Saturday, November 2, 2013

How We Love Our Kids: The 5 Love Styles of Parenting (book review)

How We Love Our Kids: The Five Love Styles of Parenting

About the book:

One Small Change in How You Love
One Big Change in your Kids

Having problems with your kids? What if you are the problem and you just can’t see it? How We Love Our Kids offers a unique approach, to help you as a parent transform your kids by making specific changes in how you love. It’s the only book specifically for parents that reveals the unseen forces that shape every interaction with your kids.

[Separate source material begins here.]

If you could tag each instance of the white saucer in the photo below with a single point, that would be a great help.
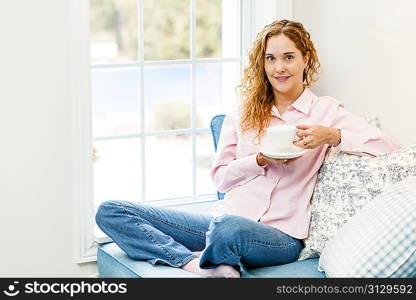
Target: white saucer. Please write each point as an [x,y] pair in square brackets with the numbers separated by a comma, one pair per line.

• Identify which of the five love styles you have.
• Discover the surprising dynamics that shape your parenting.
• Get rid of your “buttons” so your kids can’t push them.
• Create a close connection with your kids that will last a lifetime.
• Learn the seven gifts every child needs.
Based on years of research in the area of attachment and bonding, How We Love Our Kids shows parents how to overcome the predictable challenges that arise out of the five love styles and helps parents cultivate a secure, deep connection with a child of any age. Retool your reactions and refocus on how you love. Start today. Watch your kids flourish and thrive as they receive what was missing in your love.

With four self-assessments and powerful application tools to use with children of all ages.

My thoughts:

I was excited to read How We Love Our Kids: The 5 Love Styles of Parenting by Milan and Kay Yerkovich. I have read other books about love languages and similar premises and have learned so much from them. I expected to learn so much from this book and I did.

The Yerkoviches offer insight into the different styles of parenting, as well as the different styles of children and how these work together or against one another in this realm we call parenting. They do not condemn how parents grew up, however they offer solutions and insight into how you can change and become the best parent you can be even if your own parents were not stellar. We can take our own experiences, learn from them and create and maintain healthier and better relationships with our own children. I felt that this was the first book that I have read that offers this perspective and as such should be a read for all parents. However, if you are looking for a quick fix on how to best relate to your child and not change yourself then this book is not for you.

Disclaimer:
I received this book free from WaterBrook Publishing as part of their "Blogging for Books" program. All opinions expressed are my own.